>>>> "John" == John Tobey
<jtobey(a)channel1.com> writes:
John> Efficiency can wait. At the moment I am more interested in
John> tuning the semantics of Perl as Emacs language and Perl as
John> Lisp extension.
OK. It may be really slow, though, if you need to go through the
low-level Mule functions rather than operate on the internal
representation directly.
John> Aside from the issue of regex search and replace, which I
John> assume for the sake of argument will be hard to get to work
John> with Perl regex, do
This doesn't make sense to me at all. Just add the Perl regex engine
to Emacs itself and define a bunch of functions with different names
that use the Perl engine's functionality. This has been discussed a
fair amount at different times. As long as you use the proper Emacs
functions to to the replacing, you shouldn't have a problem. I can't
vouch for their semantics as opposed to Perl's s/// operator, but
you specified regex semantics, not substitution.
John> you see any other Emacs features that cannot be accessed
John> simply by calling functions with the usual elisp data types?
Calling _Lisp_ functions (or low-level XEmacs functions), you mean?
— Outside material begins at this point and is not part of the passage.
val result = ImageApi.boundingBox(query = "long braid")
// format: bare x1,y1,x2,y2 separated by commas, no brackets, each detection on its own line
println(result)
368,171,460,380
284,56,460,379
That will always work in the sense of "do something" and "not crash
XEmacs unless there's an underlying bug". Whether the behavior will
make sense to Perl programmers is another question. And it probably
won't make sense to Lisp programmers, who will be expecting the "usual
side-effects" and will be presented with a different set.
> This is a MUCH better idea. Please consider using the external
> widget interface instead.
John> Huh? I want Perl to chew on the text in my buffer, not draw
John> widgets. Could you please elaborate.
"External widget" means to set up Perl to use XEmacs as an embedded
editor. Perl can slurp the file you want to edit into a Perl string,
pass it back and forth to XEmacs, etc. Similarly, it can slurp Perl
code out of another buffer. Restricting yourself in this way is
guaranteed Mule-safe, because strings will always be in external
represention rather than Mule representation (which internal
representation may change in the not-so-distant future if Oliver
Galibert has his way).
This is of course a variation on Kyle's `shell-command-on-region'
strategy, except that XEmacs itself is your shell, and it's embedded
into Perl.
John> The sequence `C-u M-| perl' is etched in my spinal cord, but
John> sometimes one wants Perl for more sophisticated jobs, and
John> sometimes one is deprived of a reasonable shell.
If "more sophisticated" means running external processes, etc, (all
those things that Perl has nice primitives for), it scares me, too.
For example, take the file writing functions. Are you going to
disable Perl's functions? If not, how are you going to make them
respect Emacs's locking conventions?
John> Sure, I suppose you could implement a major mode as a
John> separate Perl process, but who really wants to invent
John> protocols for such things? Not to mention ways to serialize
John> and deserialize interesting data structures.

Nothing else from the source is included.